В памяти у Бадаева в деталях запечатлелся его арест. Фашисты ворвались в дом — не два-три человека, как это бывало при простой проверке документов, а человек десять. И каждого из находившихся в комнате взяли под прицел. Бадаев был взят на мушку сразу тремя автоматчиками. Потребовали предъявить документы. На паспорт едва взглянули и тут же отдали назад, для виду занявшись Гордиенко: заковали Яшуню в наручники, предъявив ему обвинение в убийстве Садового (уже знали об этом!). Остальным же было сказано: «Пройдете в сигуранцу для оформления протокола ареста и проверки документов».

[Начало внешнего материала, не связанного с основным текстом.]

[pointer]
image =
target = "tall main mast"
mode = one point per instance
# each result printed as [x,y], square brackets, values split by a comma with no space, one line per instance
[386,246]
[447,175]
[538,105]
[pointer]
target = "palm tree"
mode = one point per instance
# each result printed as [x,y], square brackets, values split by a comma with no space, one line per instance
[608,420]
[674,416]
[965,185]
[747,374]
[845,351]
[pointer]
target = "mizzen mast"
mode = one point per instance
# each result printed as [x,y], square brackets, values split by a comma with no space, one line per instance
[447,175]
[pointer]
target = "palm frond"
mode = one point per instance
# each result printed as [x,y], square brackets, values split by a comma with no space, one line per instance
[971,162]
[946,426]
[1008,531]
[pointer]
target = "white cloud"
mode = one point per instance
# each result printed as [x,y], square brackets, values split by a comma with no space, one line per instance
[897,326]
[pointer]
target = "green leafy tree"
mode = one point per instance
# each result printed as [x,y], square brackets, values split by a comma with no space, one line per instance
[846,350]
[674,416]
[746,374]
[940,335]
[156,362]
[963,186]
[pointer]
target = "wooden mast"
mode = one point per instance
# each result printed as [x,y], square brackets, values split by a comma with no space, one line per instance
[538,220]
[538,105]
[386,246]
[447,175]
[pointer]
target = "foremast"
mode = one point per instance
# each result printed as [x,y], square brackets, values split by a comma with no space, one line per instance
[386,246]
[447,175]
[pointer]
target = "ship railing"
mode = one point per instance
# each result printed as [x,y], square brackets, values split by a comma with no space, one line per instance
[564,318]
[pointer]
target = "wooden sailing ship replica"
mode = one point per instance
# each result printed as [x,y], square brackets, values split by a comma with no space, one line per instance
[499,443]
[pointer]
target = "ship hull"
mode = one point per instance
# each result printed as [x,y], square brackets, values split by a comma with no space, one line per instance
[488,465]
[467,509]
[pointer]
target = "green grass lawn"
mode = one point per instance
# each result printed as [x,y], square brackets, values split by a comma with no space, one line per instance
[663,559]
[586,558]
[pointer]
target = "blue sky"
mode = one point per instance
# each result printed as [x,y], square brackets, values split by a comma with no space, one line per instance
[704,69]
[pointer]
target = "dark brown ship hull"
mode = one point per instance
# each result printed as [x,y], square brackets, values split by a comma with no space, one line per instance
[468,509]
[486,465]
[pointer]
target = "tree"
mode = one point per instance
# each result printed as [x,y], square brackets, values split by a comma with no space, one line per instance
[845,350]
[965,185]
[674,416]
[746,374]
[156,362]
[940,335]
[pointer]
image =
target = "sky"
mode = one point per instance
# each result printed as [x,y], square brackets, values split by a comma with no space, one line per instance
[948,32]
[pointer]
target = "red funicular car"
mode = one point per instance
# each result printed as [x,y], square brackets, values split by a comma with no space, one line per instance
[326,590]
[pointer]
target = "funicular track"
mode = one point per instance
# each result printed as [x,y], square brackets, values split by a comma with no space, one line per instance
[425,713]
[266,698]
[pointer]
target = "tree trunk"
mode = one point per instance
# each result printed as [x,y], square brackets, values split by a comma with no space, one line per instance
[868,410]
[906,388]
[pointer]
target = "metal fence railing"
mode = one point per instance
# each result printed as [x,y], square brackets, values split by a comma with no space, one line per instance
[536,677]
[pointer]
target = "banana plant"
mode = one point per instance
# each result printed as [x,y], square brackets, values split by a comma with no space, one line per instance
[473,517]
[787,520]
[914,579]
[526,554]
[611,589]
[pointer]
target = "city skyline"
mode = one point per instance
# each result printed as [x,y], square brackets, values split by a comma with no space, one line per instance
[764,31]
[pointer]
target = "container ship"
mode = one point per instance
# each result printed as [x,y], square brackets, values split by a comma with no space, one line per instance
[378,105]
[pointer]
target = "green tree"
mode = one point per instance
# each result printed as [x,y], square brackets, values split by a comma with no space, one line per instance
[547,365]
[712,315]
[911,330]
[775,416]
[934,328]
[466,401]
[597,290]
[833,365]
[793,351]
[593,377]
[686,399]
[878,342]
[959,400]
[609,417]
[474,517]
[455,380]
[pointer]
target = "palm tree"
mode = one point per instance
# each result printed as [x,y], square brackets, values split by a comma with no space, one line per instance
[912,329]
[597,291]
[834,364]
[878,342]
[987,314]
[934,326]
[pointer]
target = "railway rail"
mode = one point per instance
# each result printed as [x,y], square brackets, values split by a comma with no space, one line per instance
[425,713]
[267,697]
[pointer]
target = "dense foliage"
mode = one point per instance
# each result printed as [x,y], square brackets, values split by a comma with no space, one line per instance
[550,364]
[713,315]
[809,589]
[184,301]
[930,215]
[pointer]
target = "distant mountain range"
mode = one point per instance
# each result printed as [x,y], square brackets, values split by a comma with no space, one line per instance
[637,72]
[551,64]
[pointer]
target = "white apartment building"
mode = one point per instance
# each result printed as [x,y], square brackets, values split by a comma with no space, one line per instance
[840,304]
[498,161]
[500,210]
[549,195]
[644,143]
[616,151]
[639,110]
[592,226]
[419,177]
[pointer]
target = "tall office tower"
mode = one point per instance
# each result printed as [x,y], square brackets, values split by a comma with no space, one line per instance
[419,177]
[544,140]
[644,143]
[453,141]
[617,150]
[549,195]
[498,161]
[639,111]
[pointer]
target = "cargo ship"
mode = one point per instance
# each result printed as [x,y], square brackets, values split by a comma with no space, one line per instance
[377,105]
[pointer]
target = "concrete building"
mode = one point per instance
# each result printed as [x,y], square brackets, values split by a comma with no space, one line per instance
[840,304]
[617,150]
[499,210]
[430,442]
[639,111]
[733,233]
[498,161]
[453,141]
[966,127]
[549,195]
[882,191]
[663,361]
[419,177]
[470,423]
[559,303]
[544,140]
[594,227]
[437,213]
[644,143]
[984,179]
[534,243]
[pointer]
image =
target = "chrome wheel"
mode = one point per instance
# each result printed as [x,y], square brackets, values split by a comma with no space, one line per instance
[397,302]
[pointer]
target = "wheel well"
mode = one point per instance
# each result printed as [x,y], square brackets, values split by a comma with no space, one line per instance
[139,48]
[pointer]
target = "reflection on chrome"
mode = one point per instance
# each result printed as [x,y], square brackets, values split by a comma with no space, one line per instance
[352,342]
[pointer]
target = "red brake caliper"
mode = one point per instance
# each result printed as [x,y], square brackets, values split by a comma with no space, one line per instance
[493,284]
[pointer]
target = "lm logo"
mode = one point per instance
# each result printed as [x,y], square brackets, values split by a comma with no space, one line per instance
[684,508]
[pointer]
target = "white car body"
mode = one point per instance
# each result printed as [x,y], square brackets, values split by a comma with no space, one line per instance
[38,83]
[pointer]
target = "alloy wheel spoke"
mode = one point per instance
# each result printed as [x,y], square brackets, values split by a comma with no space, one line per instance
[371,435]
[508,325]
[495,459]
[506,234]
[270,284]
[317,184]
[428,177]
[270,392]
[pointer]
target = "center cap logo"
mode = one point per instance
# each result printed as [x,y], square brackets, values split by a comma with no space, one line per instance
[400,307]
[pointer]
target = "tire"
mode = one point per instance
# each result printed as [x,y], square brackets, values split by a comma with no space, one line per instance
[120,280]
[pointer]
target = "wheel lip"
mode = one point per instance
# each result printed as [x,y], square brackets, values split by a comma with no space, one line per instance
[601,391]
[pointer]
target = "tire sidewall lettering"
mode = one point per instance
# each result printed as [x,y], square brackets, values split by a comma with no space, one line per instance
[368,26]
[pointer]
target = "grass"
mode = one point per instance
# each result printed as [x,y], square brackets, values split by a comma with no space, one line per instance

У Бадаева билась в голове одна мысль — бежать, при любом удобном случае бежать! И он спокойно ждал, когда этот случай ему представится, мгновенно оценивая обстановку, которая постоянно менялась вокруг него. В том, что бежать необходимо, он убедился сразу, потому что никакой камуфляж не мог обмануть опытного чекиста. В ту минуту, когда фашисты вломились в мастерскую, Бадаев стоял неподалеку от окна, выходящего в проходной двор. Сначала командир решил бежать, когда арестованных будут выводить из помещения и в дверях образуется небольшая сутолока. Надо только подольше задержаться в комнате. Но возможность побега сразу же отпала, потому что именно ему пришлось выходить первому: офицер, руководивший налетом, за рукав подвел его к двери. «Что ж, еще не все потеряно, — подумал Бадаев, выходя из дома, — стоит только чуть ускорить шаги — и угол дома сразу же, почти рядом». Но и эта надежда отпала: на улице он увидел плотное оцепление и тогда окончательно понял, что это — мнимая проверка документов и что для него пути к свободе уже не будет: из машины, конвоируемой добрым десятком мотоциклистов, а тем более из тюрьмы ему вряд ли убежать.
Предательство. В их ряды затесался предатель. Кто же он? Эта мысль терзала Бадаева больше всего. Он должен был, обязан был распознать его, на то он и командир. Значит, враг оказался хитрее?
Спокойно, не время сейчас предаваться отчаянию… Сейчас, как никогда, нужна светлая голова и трезвая оценка обстановки. Что же врагу известно о нем и его отряде? Практически очень мало. Бадаев понял это из вопросов, которые задавали ему. Допрашивали его поочередно локатинент Аргир и майор Курерару с помощью своих подручных. Оба бывшие белогвардейцы, ныне сотрудники вражеской разведки.
— Фамилия, имя? — бросил ему Курерару, когда Бадаев впервые вошел в его кабинет — унылую небольшую комнату с письменным столом и двумя жесткими стульями по обе стороны. В углу, сразу возле двери, стоял еще один стул, на котором кучей были навалены какие-то металлические предметы вроде щипцов, палок, молотков. Впоследствии Бадаеву довелось познакомиться с каждым из орудий пыток в отдельности, а иногда и с несколькими зараз. Больше в этой комнате не было ничего.
Сначала Курерару вел допрос через переводчика: хотел повнимательнее присмотреться к этому легендарному Бадаеву, последить за его реакцией, за тем, как тот обдумывает свои ответы, как держится. Курерару сразу же понял, что на сей раз ему попался твердый орешек. Следователь был не глуп и упрям, и поэтому решил во что бы то ни стало этот орешек раскусить. Уже на первом допросе он отказался от услуг переводчика. Ион Курерару, он же Иван Кунин, совершенно в нем не нуждался.
— Фамилия, имя? — начал допрос Курерару.
— Вы их знаете. Вон мой паспорт лежит перед вашими глазами, — спокойно ответил Бадаев.